In the 1980s, "Rock en Tu Idioma" (rock in your language) was a publicity campaign started by a Mexican subsidiary of an international (originally German) record company to sell the middle-class youth of Latin America on local bands playing in styles which had originated in the US and Great Britain between 1956 and 1980, as a complement to rather than as a replacement for the English-language originals; what "rock en tu idioma" was meant as a replacement for was local (and often heavily racialized) styles of music which working-class audiences played and enjoyed, and which nationalist elites, after enough time had passed for nostalgia to do its work, always appropriated for propaganda purposes. What young Mexican Maná fans in the early 90s were rejecting was not the imperialist ubiquity of U2 or Pearl Jam, who they also loved, but the supposed provincialism and sentimentality of Los Bukis or Juan Gabriel (and never mind the traditional bolero, trova, and ranchera music which would have been the Mexican equivalent of jazz song).

When the English-language music press caught on to the Spanish-language rock scene in the 90s as part of their dilettantish interest in "world music," they used "rock en español" as a replacement for "rock in tu idioma," boosting acts like Maná and Café Tacvba whose massive popularity throughout  Latin America was scarcely increased by a handful of semi-adventurous English-language fans.

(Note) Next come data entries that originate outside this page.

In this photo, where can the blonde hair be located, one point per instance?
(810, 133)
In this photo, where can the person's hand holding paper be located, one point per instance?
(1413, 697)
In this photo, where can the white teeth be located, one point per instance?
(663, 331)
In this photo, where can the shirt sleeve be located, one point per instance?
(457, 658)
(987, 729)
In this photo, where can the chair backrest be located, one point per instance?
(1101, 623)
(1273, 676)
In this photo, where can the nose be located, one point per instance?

My introduction to Maná was in this English-language press (my younger siblings, who paid closer attention to local popular culture when we lived in Guatemala in the early 90s, knew them already), but it wasn't until I began to really dig into Latin music in earnest in the late 2000s that I listened to them with any attention.

And? They're fine. The trouble with "rock in tu idioma" was the same trouble that rock in general was having in the 1980s and 90s: genre-requisite signifiers of rebellion and Dionysian menace had long since turned itself into the complacent, self-perpetuating mainstream, which by its nature shuts out the poor and otherized, so that truly countercultural rebellion and visions of sexual freedom were taking place elsewhere: in the underground, in hip-hop, dance music, and (in Latin America) the electronic blends of Jamaican and Latin music which would eventually coalesce into reggaetón. (Which in 2018 has become its own hollow, self-perpetuating mainstream, but one thing at a time.)

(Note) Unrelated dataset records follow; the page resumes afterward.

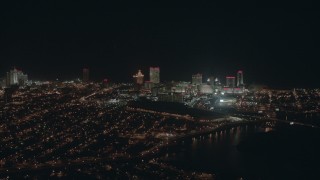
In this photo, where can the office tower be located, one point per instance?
(197, 79)
(210, 80)
(85, 73)
(230, 81)
(154, 74)
(240, 78)
(13, 76)
(138, 78)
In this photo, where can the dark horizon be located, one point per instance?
(277, 47)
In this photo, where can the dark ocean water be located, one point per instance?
(253, 151)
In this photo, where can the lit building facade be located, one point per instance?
(230, 81)
(16, 77)
(139, 77)
(240, 78)
(85, 74)
(155, 75)
(197, 79)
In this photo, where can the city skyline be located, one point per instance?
(274, 46)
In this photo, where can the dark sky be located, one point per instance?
(278, 47)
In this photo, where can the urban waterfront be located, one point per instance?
(265, 150)
(155, 90)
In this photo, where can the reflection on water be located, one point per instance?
(218, 153)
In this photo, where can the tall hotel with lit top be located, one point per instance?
(230, 81)
(138, 78)
(197, 79)
(85, 74)
(155, 75)
(240, 78)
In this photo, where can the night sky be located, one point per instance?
(278, 47)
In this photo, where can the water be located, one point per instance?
(252, 151)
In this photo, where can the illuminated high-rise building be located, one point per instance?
(240, 78)
(230, 81)
(85, 74)
(138, 78)
(154, 74)
(16, 77)
(197, 79)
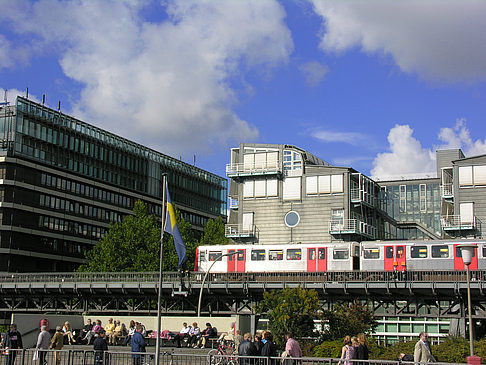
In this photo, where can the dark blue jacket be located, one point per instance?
(138, 344)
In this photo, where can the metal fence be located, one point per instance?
(84, 357)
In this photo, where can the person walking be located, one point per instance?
(138, 345)
(362, 352)
(423, 352)
(12, 341)
(100, 347)
(43, 341)
(347, 352)
(57, 343)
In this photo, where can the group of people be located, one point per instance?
(263, 345)
(354, 348)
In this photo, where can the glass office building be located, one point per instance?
(63, 181)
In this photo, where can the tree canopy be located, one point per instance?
(290, 310)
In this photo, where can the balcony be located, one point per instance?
(233, 203)
(447, 191)
(251, 169)
(240, 231)
(351, 226)
(456, 223)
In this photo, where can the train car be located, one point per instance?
(323, 257)
(419, 255)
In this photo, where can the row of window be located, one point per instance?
(75, 228)
(73, 207)
(416, 252)
(291, 254)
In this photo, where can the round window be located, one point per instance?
(292, 219)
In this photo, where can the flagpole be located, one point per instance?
(159, 300)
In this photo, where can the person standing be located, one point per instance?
(43, 341)
(12, 340)
(138, 345)
(423, 352)
(362, 352)
(247, 348)
(99, 347)
(57, 343)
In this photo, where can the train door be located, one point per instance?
(231, 261)
(240, 260)
(311, 260)
(395, 258)
(321, 259)
(459, 264)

This is a long way to go without talking about the actual song. Which is unrepresentative of Maná's dully earnest hard-rock catalog, but perfectly representative of where the top of the Hot Latin chart was at in the early 2000s: "Mariposa Traicionera" (Betraying Butterfly) is an old-fashioned swaying bolero played by a rock band with high-gloss studio accompaniment, not wholly unlike recent entries from Gloria Estefan, Alejandro Fernández, or Charlie Zaa. The main "rock" signifiers are singer Fher's hoarse tones and guitarist Sergio Vallín's tasteful guitar runs, which also fit into the Cuban-Mexican tradition the whole song is cast in. The final refrain, with its repeated "ay ay ay ay ay dolor," is even specifically Mexican, a nineteenth-century corrido trope which the trova (troubadour) tradition kept alive in the twentieth century.

Our first encounter with Maná is late enough in their career trajectory that Revolución de Amor was heralded as a masterful self-reinvention; if they're comparable to U2, it's their Achtung Baby. It won't be the last time we see them, but the genius of the charts, the way they flatten out all subcultural distinctions and actually lived patterns into sheer unmeaning numbers, is that they sound here not as a revelation but as continuity.